We use standard metrics for benchmarking QHD against the other optimization algorithms: success probability and time-to-solutions (TTS).
Success Probability
Existing methods for non-convex optimization have little or no theoretical guarantee of convergence to global extrema. Of course, many optimization applications are most interested in finding a global minimizer. This makes empirical study of an algorithm’s success rate on a variety of problems an interesting metric for optimization benchmarking.
For the nonconvex 2D test functions, we compute the probability of an algorithm’s solution lying in a ball centered at the unique global minimizer, defined by \(\mathbb{P}[\| x - x^* \| \leq r]\), where \(r\) is the radius of the ball. We set \(r= 0.1\) in the experiment.
For the quadratic programming (QP) benchmark, we estimate the probability of the local solution lying in a sublevel set, defined by \(\mathbb{P}[f(x) - f(x^*) \leq 0.01]\), where \(x^*\) is a global solution returned by Gurobi. This metric is applicable when uniqueness of the global minima is not guaranteed.

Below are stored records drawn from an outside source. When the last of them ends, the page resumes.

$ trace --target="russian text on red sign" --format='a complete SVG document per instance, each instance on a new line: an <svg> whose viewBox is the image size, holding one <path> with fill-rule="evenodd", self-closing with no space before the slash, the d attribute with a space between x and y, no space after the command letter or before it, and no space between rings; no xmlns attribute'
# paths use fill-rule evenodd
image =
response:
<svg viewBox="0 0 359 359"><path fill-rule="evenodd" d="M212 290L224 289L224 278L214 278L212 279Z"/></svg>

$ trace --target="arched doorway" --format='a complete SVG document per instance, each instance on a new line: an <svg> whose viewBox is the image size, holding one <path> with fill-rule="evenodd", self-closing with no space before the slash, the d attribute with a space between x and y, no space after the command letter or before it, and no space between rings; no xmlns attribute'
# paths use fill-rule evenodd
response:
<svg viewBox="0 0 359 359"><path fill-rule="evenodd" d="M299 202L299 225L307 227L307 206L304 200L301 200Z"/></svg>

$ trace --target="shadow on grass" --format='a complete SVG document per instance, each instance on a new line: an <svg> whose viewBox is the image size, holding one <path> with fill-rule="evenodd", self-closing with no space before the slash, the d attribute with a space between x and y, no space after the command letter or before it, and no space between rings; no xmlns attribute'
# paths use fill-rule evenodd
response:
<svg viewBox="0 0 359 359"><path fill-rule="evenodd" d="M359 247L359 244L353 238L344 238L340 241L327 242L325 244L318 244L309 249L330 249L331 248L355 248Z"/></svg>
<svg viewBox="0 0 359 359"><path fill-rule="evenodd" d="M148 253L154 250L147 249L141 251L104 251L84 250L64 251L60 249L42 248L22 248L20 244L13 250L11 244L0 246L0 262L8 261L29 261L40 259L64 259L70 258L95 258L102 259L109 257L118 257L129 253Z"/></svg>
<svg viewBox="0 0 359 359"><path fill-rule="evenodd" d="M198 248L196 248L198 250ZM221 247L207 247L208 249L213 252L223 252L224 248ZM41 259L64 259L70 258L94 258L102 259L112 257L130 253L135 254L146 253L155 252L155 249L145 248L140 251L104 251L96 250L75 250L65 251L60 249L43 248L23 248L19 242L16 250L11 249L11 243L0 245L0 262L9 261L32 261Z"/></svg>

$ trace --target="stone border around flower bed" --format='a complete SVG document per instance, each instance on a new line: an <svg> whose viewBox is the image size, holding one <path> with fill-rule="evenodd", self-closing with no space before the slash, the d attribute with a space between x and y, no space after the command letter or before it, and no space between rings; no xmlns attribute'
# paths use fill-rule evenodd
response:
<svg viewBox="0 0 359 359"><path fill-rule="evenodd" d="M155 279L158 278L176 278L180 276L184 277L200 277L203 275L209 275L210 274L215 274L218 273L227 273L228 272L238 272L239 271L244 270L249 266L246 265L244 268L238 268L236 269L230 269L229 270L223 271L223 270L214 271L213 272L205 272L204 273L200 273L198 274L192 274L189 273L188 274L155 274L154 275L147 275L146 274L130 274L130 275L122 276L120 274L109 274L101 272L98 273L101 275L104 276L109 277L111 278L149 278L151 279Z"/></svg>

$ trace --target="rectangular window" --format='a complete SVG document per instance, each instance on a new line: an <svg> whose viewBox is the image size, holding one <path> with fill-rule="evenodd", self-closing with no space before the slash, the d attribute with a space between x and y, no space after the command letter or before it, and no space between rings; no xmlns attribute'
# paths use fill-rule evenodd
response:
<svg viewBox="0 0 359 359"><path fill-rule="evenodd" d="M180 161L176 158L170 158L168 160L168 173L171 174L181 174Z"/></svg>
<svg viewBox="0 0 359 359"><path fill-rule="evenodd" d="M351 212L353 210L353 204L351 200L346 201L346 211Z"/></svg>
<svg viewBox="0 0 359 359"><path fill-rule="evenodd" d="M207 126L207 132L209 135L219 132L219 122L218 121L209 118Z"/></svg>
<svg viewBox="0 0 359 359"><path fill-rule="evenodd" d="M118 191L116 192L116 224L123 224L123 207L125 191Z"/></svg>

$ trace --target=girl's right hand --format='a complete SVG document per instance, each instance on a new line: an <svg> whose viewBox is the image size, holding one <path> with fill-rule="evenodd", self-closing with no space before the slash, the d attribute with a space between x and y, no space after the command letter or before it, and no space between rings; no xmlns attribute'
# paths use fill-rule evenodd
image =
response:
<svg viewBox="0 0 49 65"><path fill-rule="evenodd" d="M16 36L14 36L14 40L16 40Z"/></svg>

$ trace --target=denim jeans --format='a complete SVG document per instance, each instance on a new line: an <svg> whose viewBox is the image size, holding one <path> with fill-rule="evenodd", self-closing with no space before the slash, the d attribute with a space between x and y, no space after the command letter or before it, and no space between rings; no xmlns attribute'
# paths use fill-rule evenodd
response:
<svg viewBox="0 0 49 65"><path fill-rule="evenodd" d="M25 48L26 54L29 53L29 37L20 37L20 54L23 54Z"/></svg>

A disadvantage of a success probability metric is that it requires us to know where the global optimum is. In the case of QP, problems embeddable on the DWave device are still of low enough dimension that branch-and-bound methods (such as Gurobi) can solve them to provable optimality. However, for real-world functions or higher dimension examples where no algorithm has shown exceedingly good performance, this metric cannot be calculated.
Time to Solution (TTS)
We use a time-to-solution (TTS) metric to compare the performance of the optimization algorithms. TTS is the number of runs or shots required to obtain the correct global solution at least once with 0.99 success probability.
\[TTS = t_f \times \Big\lceil\frac{\ln(1-0.99)}{\ln(1-p_s)}\Big\rceil\]
Here \(t_f\) is the average runtime per trial or shot, and \(p_s\) is the success probability of finding the global solution in a given trial/shot. We regard a given result \(x_f\) as a global solution if \(\vert f(x_f) - f(x^*) \vert \le 0.01\), where \(x^*\) is the solution returned by Gurobi.